Tuesday, August 30, 2005

gnomefs

GnomeVFS is a filesystem abstraction used in GNOME desktop environment. In adition to traditional FS operations, it has several extra features (better metadata suport, clever handling of file types, async operations, can operate on any URI, not just files, extensible through modules). Unfortunately, GnomeVFS is used only by GNOME - the rest of the system is unaware of it. This is both confusing for new users (who must distinguish between paths in GNOME and non-GNOME aware programs), and annoying for everyone (imho ;-).

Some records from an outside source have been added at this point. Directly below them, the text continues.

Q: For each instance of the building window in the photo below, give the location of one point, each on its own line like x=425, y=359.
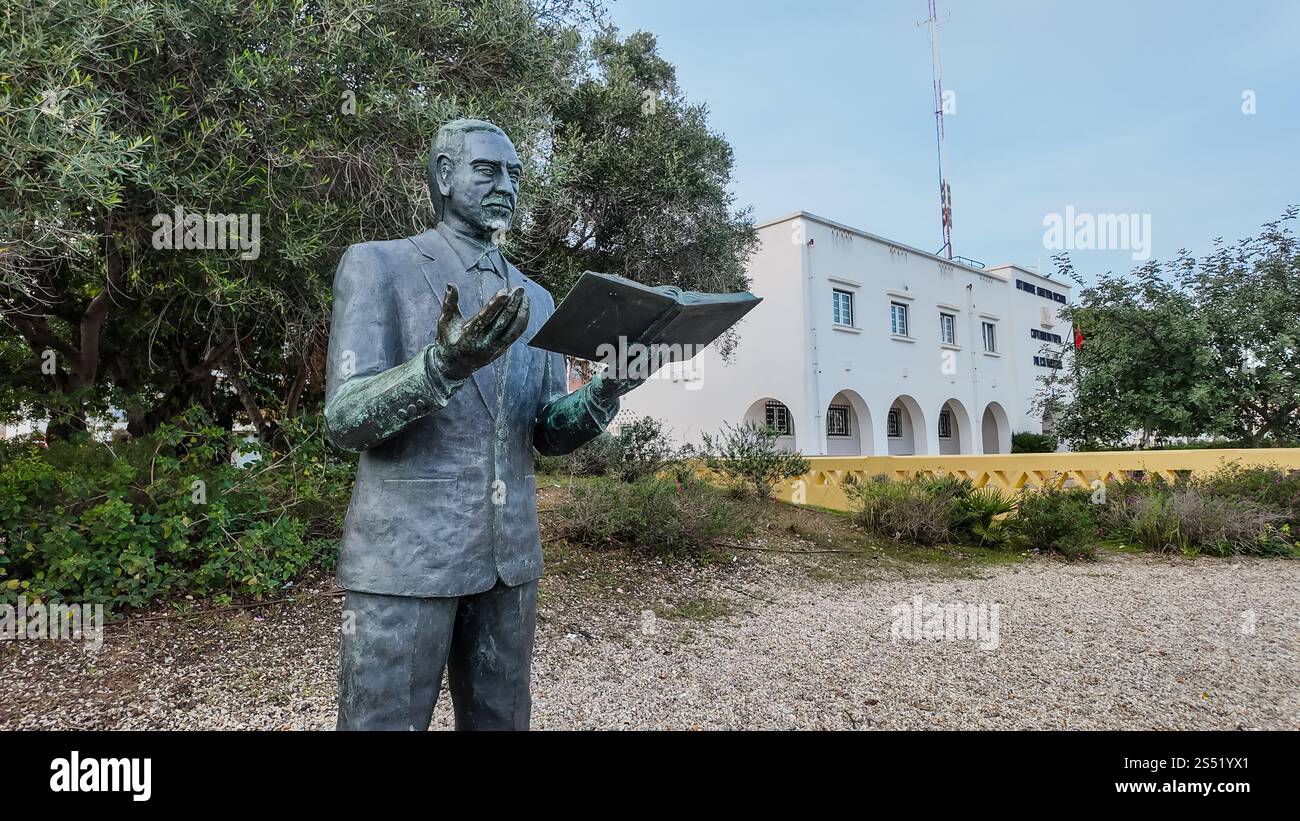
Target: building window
x=837, y=421
x=841, y=307
x=895, y=422
x=948, y=329
x=778, y=417
x=898, y=318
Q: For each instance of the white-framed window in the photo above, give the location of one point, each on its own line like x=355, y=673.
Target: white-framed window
x=778, y=417
x=989, y=337
x=947, y=329
x=841, y=307
x=898, y=318
x=837, y=421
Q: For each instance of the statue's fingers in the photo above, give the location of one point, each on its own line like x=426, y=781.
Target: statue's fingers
x=516, y=328
x=503, y=330
x=482, y=321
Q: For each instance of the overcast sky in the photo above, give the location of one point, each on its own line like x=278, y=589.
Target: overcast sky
x=1106, y=107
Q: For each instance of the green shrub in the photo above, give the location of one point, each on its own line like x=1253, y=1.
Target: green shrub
x=1056, y=521
x=1026, y=442
x=749, y=459
x=121, y=524
x=658, y=515
x=982, y=517
x=1188, y=518
x=917, y=509
x=1273, y=487
x=640, y=448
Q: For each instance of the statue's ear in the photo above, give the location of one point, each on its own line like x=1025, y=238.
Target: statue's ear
x=443, y=174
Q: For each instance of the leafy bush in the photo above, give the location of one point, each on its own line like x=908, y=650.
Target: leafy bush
x=749, y=460
x=1057, y=521
x=122, y=524
x=915, y=509
x=982, y=517
x=1190, y=520
x=1274, y=487
x=640, y=448
x=1026, y=442
x=653, y=513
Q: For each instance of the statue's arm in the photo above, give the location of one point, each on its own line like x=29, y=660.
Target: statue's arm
x=567, y=421
x=369, y=396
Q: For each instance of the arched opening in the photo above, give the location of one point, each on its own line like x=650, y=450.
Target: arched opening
x=996, y=429
x=954, y=429
x=905, y=428
x=848, y=426
x=775, y=415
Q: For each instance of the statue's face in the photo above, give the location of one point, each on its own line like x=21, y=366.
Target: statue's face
x=481, y=189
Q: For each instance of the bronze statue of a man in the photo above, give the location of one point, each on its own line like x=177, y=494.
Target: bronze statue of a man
x=441, y=551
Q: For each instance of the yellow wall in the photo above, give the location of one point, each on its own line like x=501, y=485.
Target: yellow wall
x=822, y=485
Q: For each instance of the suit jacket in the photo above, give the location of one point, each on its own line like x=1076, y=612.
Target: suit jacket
x=442, y=504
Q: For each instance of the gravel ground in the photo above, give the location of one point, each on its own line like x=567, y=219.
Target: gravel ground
x=1131, y=642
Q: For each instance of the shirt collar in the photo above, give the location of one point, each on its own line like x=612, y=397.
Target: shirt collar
x=472, y=252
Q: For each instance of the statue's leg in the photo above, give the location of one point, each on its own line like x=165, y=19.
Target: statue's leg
x=391, y=656
x=492, y=656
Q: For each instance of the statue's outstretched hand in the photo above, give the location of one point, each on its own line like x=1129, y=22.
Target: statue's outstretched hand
x=468, y=344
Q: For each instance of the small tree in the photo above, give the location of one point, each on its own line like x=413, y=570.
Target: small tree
x=750, y=460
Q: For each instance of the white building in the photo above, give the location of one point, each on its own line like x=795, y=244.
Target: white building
x=863, y=346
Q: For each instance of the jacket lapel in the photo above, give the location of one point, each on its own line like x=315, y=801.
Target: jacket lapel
x=446, y=268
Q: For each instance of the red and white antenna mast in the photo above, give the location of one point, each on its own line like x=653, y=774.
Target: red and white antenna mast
x=945, y=199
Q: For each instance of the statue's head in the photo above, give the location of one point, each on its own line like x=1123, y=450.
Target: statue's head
x=473, y=176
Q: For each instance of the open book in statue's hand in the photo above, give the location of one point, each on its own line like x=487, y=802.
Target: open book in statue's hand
x=607, y=317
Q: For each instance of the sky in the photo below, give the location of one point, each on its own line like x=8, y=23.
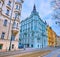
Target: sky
x=45, y=12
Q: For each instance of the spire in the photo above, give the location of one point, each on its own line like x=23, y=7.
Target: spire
x=34, y=8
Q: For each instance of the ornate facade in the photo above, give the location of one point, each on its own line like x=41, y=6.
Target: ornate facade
x=33, y=31
x=10, y=11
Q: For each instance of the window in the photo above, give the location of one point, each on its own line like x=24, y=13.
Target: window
x=12, y=46
x=17, y=7
x=2, y=36
x=17, y=25
x=31, y=45
x=7, y=13
x=9, y=3
x=1, y=45
x=5, y=22
x=16, y=15
x=12, y=37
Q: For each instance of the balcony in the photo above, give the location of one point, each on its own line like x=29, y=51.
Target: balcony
x=15, y=30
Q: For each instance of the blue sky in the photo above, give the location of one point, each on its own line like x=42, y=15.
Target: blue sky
x=44, y=9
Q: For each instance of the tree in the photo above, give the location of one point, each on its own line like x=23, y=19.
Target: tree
x=56, y=10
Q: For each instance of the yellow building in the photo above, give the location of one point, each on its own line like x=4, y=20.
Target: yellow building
x=10, y=11
x=51, y=37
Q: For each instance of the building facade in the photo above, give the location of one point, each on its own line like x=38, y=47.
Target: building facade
x=33, y=31
x=51, y=37
x=58, y=41
x=10, y=11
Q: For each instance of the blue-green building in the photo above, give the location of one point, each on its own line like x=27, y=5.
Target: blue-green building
x=33, y=31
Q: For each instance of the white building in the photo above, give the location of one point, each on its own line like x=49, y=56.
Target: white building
x=10, y=11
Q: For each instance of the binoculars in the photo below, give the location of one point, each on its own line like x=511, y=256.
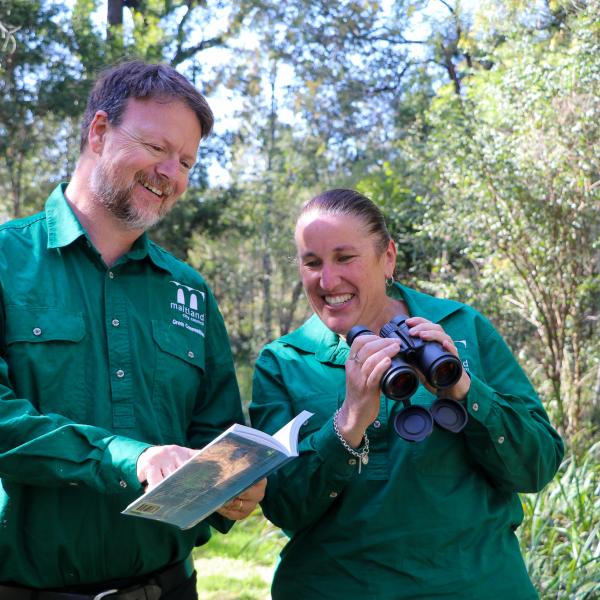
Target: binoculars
x=441, y=369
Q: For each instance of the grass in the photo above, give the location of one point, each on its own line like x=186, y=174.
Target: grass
x=560, y=539
x=239, y=565
x=560, y=536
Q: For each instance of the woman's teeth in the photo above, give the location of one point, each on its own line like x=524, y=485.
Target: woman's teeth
x=333, y=300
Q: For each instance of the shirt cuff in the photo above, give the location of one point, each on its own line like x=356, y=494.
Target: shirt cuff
x=121, y=456
x=331, y=451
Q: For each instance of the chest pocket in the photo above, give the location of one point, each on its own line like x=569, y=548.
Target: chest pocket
x=47, y=363
x=41, y=324
x=178, y=376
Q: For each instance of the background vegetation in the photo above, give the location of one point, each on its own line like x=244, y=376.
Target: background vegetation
x=474, y=125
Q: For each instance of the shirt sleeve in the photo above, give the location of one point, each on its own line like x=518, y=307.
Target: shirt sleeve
x=509, y=434
x=300, y=492
x=52, y=450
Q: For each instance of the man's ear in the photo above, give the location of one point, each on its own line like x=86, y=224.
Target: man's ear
x=97, y=131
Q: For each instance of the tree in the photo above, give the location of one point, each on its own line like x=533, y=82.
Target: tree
x=517, y=166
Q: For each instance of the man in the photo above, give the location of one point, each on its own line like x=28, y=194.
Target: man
x=114, y=359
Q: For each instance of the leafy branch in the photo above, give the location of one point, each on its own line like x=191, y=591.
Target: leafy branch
x=7, y=33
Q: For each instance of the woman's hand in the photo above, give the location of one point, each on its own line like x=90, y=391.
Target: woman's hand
x=370, y=357
x=432, y=332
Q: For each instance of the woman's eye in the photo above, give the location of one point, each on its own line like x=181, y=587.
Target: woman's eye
x=311, y=264
x=154, y=148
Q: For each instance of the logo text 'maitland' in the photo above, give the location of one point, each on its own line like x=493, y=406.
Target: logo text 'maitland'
x=186, y=310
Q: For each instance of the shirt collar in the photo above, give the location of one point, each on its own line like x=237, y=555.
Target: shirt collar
x=314, y=337
x=64, y=228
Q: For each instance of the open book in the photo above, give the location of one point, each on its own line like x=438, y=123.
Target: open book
x=232, y=462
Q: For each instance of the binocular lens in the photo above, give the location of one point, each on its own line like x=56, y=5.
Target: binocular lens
x=446, y=373
x=399, y=383
x=449, y=414
x=413, y=423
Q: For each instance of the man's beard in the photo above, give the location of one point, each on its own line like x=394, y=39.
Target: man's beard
x=117, y=198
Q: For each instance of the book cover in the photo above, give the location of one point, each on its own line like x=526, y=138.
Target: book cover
x=232, y=462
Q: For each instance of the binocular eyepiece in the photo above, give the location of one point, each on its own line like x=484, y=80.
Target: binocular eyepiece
x=441, y=369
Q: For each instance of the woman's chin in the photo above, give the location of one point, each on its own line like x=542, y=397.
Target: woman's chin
x=339, y=324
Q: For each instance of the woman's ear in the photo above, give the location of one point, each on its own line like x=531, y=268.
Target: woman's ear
x=97, y=131
x=390, y=256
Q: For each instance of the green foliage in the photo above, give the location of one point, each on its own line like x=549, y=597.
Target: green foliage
x=560, y=536
x=516, y=165
x=240, y=564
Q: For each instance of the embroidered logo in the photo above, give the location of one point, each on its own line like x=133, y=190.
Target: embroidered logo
x=465, y=361
x=187, y=304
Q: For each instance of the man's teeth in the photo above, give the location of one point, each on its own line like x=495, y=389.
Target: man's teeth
x=338, y=299
x=152, y=189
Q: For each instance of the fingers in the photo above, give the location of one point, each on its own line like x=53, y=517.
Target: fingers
x=156, y=462
x=431, y=332
x=244, y=504
x=369, y=350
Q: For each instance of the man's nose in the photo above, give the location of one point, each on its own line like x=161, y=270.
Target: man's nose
x=169, y=168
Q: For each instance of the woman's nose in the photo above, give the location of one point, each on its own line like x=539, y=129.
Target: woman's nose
x=329, y=277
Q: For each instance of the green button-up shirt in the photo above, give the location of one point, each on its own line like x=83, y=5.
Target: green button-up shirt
x=422, y=520
x=96, y=364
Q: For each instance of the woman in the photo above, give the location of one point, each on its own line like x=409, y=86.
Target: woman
x=370, y=514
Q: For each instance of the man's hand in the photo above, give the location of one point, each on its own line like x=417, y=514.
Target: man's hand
x=242, y=505
x=155, y=463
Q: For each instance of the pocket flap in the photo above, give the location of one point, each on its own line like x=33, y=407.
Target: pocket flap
x=186, y=345
x=42, y=324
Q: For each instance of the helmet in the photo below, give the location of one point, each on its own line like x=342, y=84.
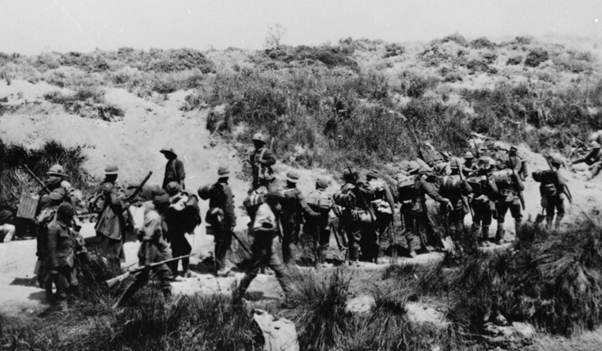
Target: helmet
x=205, y=191
x=322, y=182
x=413, y=167
x=223, y=171
x=292, y=176
x=56, y=170
x=258, y=137
x=455, y=163
x=168, y=150
x=111, y=170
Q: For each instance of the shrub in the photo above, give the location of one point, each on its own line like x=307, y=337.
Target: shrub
x=536, y=57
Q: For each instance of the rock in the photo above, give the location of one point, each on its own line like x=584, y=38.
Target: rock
x=360, y=304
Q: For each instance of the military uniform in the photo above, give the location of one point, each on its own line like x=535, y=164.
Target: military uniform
x=294, y=208
x=153, y=249
x=552, y=190
x=222, y=218
x=264, y=249
x=509, y=198
x=485, y=192
x=262, y=159
x=358, y=219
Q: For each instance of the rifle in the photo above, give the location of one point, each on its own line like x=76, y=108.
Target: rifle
x=139, y=188
x=566, y=188
x=464, y=199
x=37, y=179
x=118, y=279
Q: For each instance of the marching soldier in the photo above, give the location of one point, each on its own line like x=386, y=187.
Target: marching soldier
x=457, y=192
x=593, y=160
x=262, y=159
x=384, y=205
x=510, y=198
x=174, y=169
x=553, y=190
x=318, y=227
x=358, y=218
x=483, y=203
x=63, y=246
x=264, y=249
x=114, y=220
x=222, y=219
x=153, y=248
x=294, y=208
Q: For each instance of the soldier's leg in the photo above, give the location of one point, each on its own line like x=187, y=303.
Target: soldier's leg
x=324, y=242
x=502, y=208
x=559, y=211
x=134, y=282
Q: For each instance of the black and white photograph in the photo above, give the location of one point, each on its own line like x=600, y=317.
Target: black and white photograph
x=280, y=175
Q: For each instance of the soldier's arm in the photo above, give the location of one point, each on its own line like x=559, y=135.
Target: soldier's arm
x=268, y=158
x=304, y=206
x=53, y=235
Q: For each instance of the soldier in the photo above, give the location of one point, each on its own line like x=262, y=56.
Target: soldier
x=262, y=159
x=174, y=169
x=222, y=219
x=63, y=245
x=483, y=203
x=318, y=227
x=457, y=192
x=517, y=163
x=510, y=187
x=177, y=227
x=469, y=168
x=266, y=228
x=152, y=249
x=57, y=171
x=294, y=208
x=553, y=190
x=593, y=159
x=357, y=218
x=113, y=221
x=50, y=205
x=384, y=205
x=7, y=228
x=427, y=183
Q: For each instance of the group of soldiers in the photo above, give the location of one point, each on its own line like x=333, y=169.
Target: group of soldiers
x=487, y=182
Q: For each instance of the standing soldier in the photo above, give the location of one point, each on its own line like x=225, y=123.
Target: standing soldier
x=153, y=249
x=384, y=205
x=318, y=227
x=294, y=208
x=469, y=168
x=267, y=229
x=553, y=190
x=458, y=191
x=358, y=218
x=593, y=159
x=510, y=188
x=262, y=159
x=174, y=169
x=113, y=220
x=483, y=203
x=63, y=244
x=222, y=219
x=517, y=163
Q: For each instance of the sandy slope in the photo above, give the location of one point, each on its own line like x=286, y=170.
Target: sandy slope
x=134, y=145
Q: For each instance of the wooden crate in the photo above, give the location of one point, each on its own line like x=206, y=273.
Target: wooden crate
x=28, y=205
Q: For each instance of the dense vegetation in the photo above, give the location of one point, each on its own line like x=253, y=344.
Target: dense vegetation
x=358, y=100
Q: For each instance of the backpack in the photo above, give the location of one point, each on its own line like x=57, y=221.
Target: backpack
x=407, y=190
x=320, y=201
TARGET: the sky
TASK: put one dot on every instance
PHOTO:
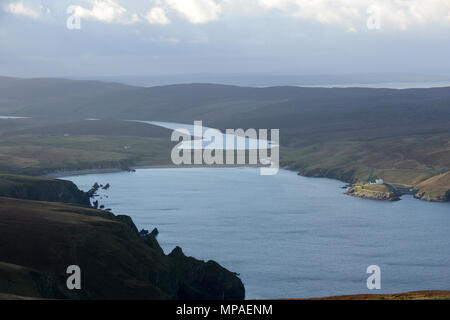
(88, 38)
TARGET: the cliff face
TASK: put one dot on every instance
(41, 189)
(39, 240)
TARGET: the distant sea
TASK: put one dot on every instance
(287, 236)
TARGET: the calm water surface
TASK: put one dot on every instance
(288, 236)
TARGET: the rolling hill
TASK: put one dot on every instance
(352, 134)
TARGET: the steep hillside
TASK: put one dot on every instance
(436, 188)
(41, 189)
(39, 240)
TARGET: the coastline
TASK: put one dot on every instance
(60, 174)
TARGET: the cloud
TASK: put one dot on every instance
(353, 14)
(108, 11)
(20, 9)
(196, 11)
(157, 15)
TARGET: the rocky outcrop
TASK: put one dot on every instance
(115, 260)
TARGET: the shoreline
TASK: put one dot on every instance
(60, 174)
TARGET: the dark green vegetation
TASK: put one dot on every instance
(351, 134)
(39, 240)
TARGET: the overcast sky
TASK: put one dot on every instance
(160, 37)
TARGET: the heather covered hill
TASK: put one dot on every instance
(39, 240)
(351, 134)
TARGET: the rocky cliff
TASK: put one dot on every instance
(39, 240)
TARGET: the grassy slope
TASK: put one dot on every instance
(38, 240)
(37, 147)
(41, 189)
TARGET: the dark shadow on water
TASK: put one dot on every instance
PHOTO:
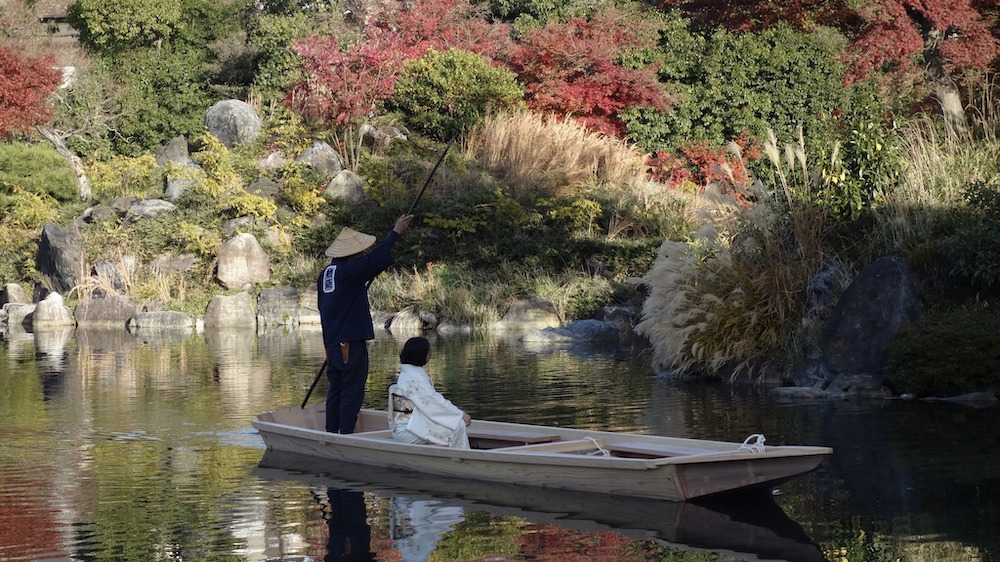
(746, 527)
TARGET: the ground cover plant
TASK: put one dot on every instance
(751, 142)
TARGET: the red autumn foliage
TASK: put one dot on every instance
(702, 164)
(896, 34)
(451, 24)
(25, 84)
(572, 69)
(342, 87)
(894, 37)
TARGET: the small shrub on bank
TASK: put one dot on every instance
(37, 169)
(946, 353)
(443, 94)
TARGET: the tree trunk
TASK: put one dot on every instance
(945, 89)
(74, 162)
(952, 109)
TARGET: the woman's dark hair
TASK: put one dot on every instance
(415, 352)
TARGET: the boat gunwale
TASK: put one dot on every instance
(716, 453)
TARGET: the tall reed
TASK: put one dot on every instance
(529, 150)
(731, 299)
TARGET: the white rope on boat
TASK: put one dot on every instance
(756, 447)
(600, 450)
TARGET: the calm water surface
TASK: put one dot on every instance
(115, 447)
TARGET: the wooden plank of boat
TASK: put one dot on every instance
(565, 458)
(745, 530)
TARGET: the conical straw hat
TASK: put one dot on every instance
(349, 242)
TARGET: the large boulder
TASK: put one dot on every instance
(12, 292)
(19, 315)
(110, 312)
(150, 208)
(278, 307)
(161, 321)
(231, 311)
(51, 312)
(242, 262)
(880, 299)
(61, 257)
(233, 122)
(308, 307)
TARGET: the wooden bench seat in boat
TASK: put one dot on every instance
(569, 446)
(655, 450)
(482, 438)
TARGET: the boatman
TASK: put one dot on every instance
(342, 298)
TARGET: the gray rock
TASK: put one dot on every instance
(528, 314)
(61, 257)
(167, 264)
(110, 312)
(242, 262)
(278, 307)
(233, 122)
(273, 161)
(175, 151)
(12, 292)
(19, 315)
(308, 309)
(150, 208)
(51, 312)
(580, 331)
(450, 327)
(406, 323)
(322, 158)
(348, 187)
(231, 311)
(880, 299)
(167, 320)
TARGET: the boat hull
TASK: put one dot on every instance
(569, 461)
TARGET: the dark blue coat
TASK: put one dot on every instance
(342, 294)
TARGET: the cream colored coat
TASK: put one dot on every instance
(434, 418)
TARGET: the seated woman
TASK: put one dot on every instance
(417, 412)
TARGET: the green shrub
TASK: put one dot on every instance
(727, 82)
(946, 353)
(124, 175)
(973, 249)
(25, 209)
(164, 94)
(38, 169)
(443, 94)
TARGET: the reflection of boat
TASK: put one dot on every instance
(574, 459)
(749, 530)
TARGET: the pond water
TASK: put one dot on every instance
(116, 447)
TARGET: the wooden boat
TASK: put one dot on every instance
(621, 464)
(744, 530)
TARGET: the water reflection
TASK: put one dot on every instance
(350, 536)
(416, 525)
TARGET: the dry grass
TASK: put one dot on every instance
(937, 169)
(531, 151)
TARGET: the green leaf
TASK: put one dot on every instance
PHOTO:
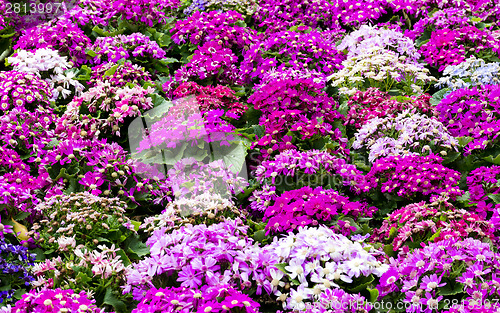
(373, 294)
(135, 246)
(111, 71)
(259, 235)
(449, 289)
(495, 198)
(491, 159)
(21, 216)
(111, 299)
(281, 267)
(438, 96)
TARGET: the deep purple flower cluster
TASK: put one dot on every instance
(122, 74)
(414, 175)
(222, 27)
(452, 46)
(55, 300)
(26, 90)
(425, 277)
(301, 49)
(431, 222)
(292, 163)
(311, 207)
(215, 299)
(146, 12)
(472, 112)
(134, 46)
(365, 105)
(14, 262)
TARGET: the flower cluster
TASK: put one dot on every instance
(18, 89)
(245, 7)
(365, 105)
(145, 12)
(293, 163)
(316, 260)
(482, 183)
(414, 175)
(14, 262)
(368, 37)
(205, 208)
(196, 256)
(109, 107)
(312, 207)
(79, 219)
(55, 300)
(423, 278)
(407, 133)
(211, 98)
(223, 28)
(431, 222)
(310, 49)
(216, 299)
(381, 68)
(472, 72)
(472, 112)
(135, 46)
(59, 34)
(276, 16)
(452, 46)
(94, 166)
(211, 62)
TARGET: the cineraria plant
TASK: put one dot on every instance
(365, 105)
(316, 260)
(15, 259)
(144, 13)
(206, 208)
(245, 7)
(196, 256)
(482, 192)
(296, 113)
(51, 67)
(293, 169)
(424, 222)
(55, 300)
(276, 16)
(136, 47)
(227, 29)
(366, 37)
(381, 68)
(450, 274)
(59, 34)
(414, 177)
(311, 207)
(18, 89)
(103, 110)
(472, 72)
(407, 133)
(94, 166)
(452, 46)
(215, 299)
(304, 48)
(473, 113)
(211, 98)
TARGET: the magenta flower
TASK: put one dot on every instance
(92, 181)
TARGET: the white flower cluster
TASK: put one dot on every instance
(382, 68)
(317, 259)
(50, 66)
(408, 133)
(471, 72)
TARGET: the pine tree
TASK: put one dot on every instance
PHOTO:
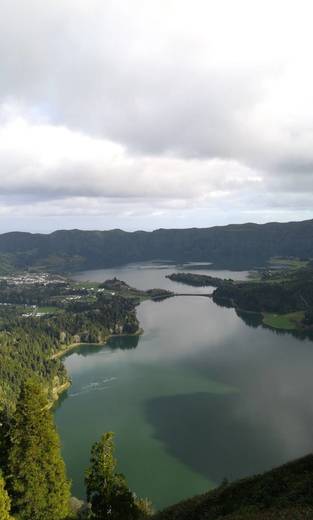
(107, 490)
(4, 502)
(37, 482)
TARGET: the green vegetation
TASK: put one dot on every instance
(43, 316)
(107, 490)
(35, 471)
(5, 502)
(197, 280)
(284, 493)
(34, 482)
(243, 245)
(283, 298)
(288, 263)
(289, 321)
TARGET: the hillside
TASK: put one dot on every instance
(234, 245)
(285, 493)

Enter Filesystem in Userspace. This incredibly cool thing allows anyone to write filesystem handler in one afternoon - which is exactly what I did. Combine GnomeVFS and FUSE and you bring previosly GNOME-only features to the whole system! The hack is a just over 200 lines long, and supports read-only operation. It's basically a mapping between GnomeVFS and FUSE API.

Obligatory "screenshot":

senko@rei:~/src/gnomefs$ sudo ./gnomefs sftp://senko@marvin.kset.org/ -o allow_other /mnt/gnomefs
senko@rei:~/src/gnomefs$ cat /mnt/gnomefs/etc/hostname
marvin

The code is just a proof of concept - it's really ugly, unoptimized and probably contains a couple of bugs. Also, currently only one scheme/host pair is mounted - I plan to extend gnomefs to have just one mountpoint, with translation: /scheme/host/path -> scheme://host/path I started doing that and then ran away in terror before the C's string handling ;-)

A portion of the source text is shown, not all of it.